FIG. 3 shows a light emitting diode according to a third embodiment of the present invention. In this light emitting diode 1, the convex surface portion 4a of the molded resin 4 is constituted by a part of a paraboloid, and the reflective layer 8 is formed on this. The diode chip 3 is molded so as to be as close to the reflective layer 8 as possible. Therefore, the emitted light is reflected and converged into parallel light while the diffusion width is small, and the ball lens 9 is formed relatively small and is completely embedded in the molded resin 4.

In addition, in these examples, the concave mirror constituted by the reflective layer 8 is a parabolic mirror or a hemispherical mirror, but is not limited to these, and may be equivalent to a lens that can converge light by reflection, For example, it may be a hyperboloid mirror, an ellipsoid mirror, or a Fresnel lens-shaped reflecting mirror. Although not shown, a light emitting diode can be formed compactly by using this Fresnel lens-shaped reflecting mirror.

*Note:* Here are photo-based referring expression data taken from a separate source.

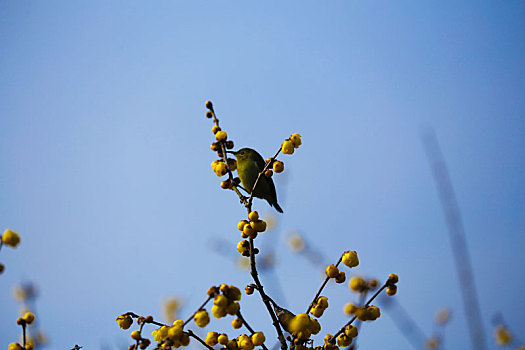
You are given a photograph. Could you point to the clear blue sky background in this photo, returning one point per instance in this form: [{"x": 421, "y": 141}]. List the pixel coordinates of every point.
[{"x": 105, "y": 161}]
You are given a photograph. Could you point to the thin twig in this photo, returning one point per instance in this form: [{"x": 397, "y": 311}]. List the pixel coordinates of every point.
[
  {"x": 225, "y": 159},
  {"x": 239, "y": 315},
  {"x": 193, "y": 335},
  {"x": 322, "y": 287},
  {"x": 264, "y": 297},
  {"x": 199, "y": 309},
  {"x": 24, "y": 333},
  {"x": 458, "y": 239},
  {"x": 354, "y": 318}
]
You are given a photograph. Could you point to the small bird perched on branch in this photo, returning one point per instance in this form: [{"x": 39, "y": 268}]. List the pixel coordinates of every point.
[{"x": 249, "y": 165}]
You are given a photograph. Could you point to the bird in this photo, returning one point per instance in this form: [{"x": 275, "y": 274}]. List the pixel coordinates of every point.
[{"x": 249, "y": 165}]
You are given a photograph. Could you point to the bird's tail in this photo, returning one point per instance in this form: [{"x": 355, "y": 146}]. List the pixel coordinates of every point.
[{"x": 277, "y": 207}]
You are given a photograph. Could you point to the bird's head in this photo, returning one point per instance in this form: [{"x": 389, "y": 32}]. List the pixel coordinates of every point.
[{"x": 244, "y": 154}]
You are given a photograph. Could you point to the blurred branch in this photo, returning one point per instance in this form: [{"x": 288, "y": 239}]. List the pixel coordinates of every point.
[
  {"x": 404, "y": 322},
  {"x": 457, "y": 238}
]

[Effects of the Invention] As described above, according to the present invention, a light emitting element chip mounted on a frame is integrally molded with a translucent resin, and a reflective layer is formed on the molded resin to form a light emitting element chip. By configuring a concave mirror or the like for the light emitting surface, a light emitting element that exhibits a high degree of light convergence can be easily manufactured, which has the effect of reducing the cost of the product.

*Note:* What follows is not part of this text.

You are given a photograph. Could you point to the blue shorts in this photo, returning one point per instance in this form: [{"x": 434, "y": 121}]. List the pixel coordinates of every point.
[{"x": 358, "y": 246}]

[Brief explanation of drawings]

FIG. 1 is a longitudinal sectional view of a light emitting diode according to a first embodiment of the present invention, FIG. 2 is a longitudinal sectional view of a light emitting diode according to a second embodiment, and FIG. 3 is a longitudinal sectional view of a light emitting diode according to a third embodiment. FIG. 4 is a vertical cross-sectional view of a conventional light emitting diode. 1... Light emitting diode, 2... Lead frame, 3
...Diode chip, 3a... Light emitting surface, 4...
Mold resin, 4a... Convex surface portion, 5... Cathode lead, 8... Reflective layer, 9... Ball lens, 10...
Rod lens, L...optical axis.

Claims (1)

[Claims] A light-emitting element formed by integrally molding a light-emitting element chip mounted on a frame with a light-transmitting resin mold, the light-emitting element having a working surface portion formed such that the molded resin on the light-emitting surface side of the light-emitting element chip functions as a lens. A light-emitting element, characterized in that a reflective layer that reflects light from a light-emitting surface is formed on the working surface portion.